Luís de Carvajal, o Moço. Um sobrinho de D. Luís de Carvajal y la
Cueva, filho de sua irmã Francisca Nunes de Carvajal e de seu marido Francisco
Rodrigues de Matos, recebeu o nome do tio. Por isso ficou conhecido por Luís de
Carvajal, o Moço, enquanto aquele é apelidado de o Conquistador. Tal como a
mãe, já viúva, e todos os seus irmãos e irmãs, embarcou com o tio na aventura
colonizadora em terras mexicanas. E com o tio, a mãe e os irmãos foi preso pela
Inquisição e saiu condenado em penas espirituais no auto de fé realizado na
cidade do México em 25 de Fevereiro de 1590. Mas isso não o fez mais cristão,
antes pelo contrário.
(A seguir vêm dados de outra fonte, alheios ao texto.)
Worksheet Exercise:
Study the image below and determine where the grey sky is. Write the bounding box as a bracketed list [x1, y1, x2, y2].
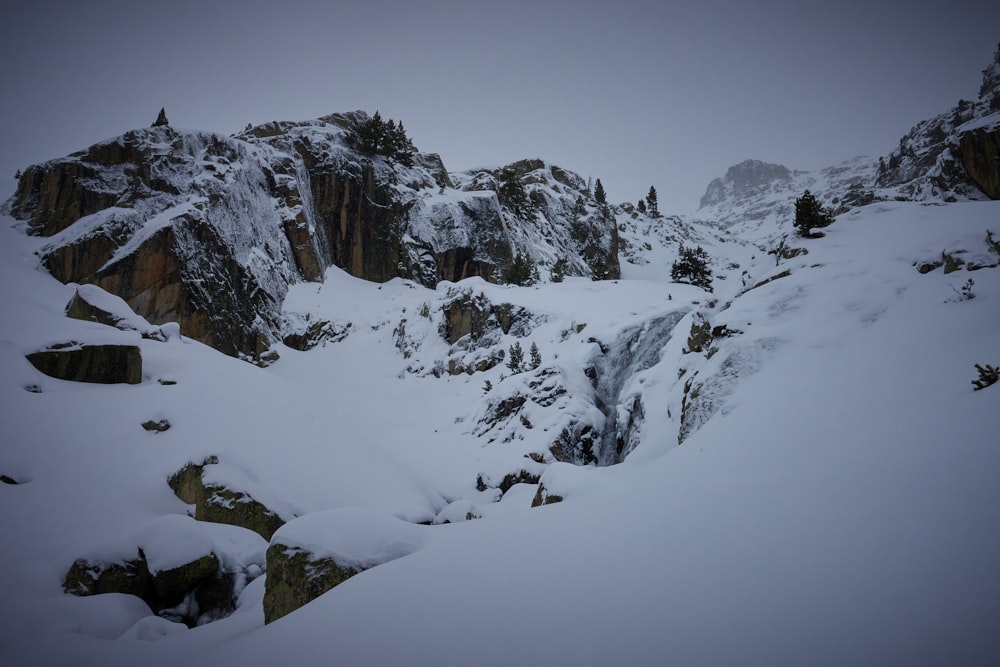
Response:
[0, 0, 1000, 212]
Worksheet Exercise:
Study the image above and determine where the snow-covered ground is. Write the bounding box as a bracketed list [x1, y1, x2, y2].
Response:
[0, 196, 1000, 665]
Espírito brilhante e profundamente religioso, era tido
como um farol da fé, irradiando a luz da sabedoria, razão por que foi apelidado
de Lumbroso. Luís apresentava-se publicamente como judeu e criticava os seus
familiares e amigos por terem um comportamento exterior católico e esconderem
as suas convicções judaicas. E sempre procurava catequizá-los na lei de Moisés.
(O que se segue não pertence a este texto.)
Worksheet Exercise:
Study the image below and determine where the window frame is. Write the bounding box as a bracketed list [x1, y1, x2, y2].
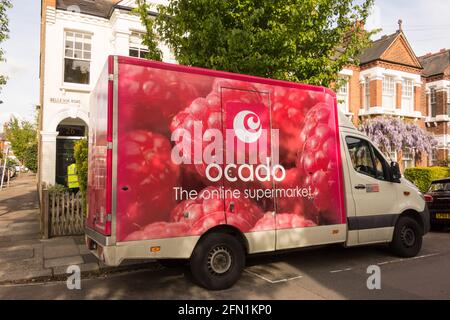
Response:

Foi novamente preso e morreu afirmando o seu judaísmo no auto de fé celebrado
em 8 de Dezembro de 1596. Por isso mesmo é considerado um dos mártires do
judaísmo. O padre Contreras que o acompanhou até ao último momento, daria dele
o seguinte e eloquente testemunho:
- Foi sempre tão bom judeu, conciliou o seu conhecimento, que era muito
profundo e de grande sensibilidade, com a sua fé, o que fez dele um grande
lutador e intransigente defensor da sua fé. Não tenho dúvidas de que, se
tivesse vivido antes da encarnação de Cristo Redentor, ele teria sido um herói
e o seu nome teria ficado célebre na Bíblia, como o nome daqueles que morreram
em defesa da fé.
Na vila de Mogadouro, de onde era
originário, que bem ficaria uma simples placa em sua recordação, nela se
escrevendo o seguinte poema de Shumamith Chavaheveley:
El Lumbroso.
Naquela noite estava tão radiante,
Que mal se podia ver pela luz que emitia.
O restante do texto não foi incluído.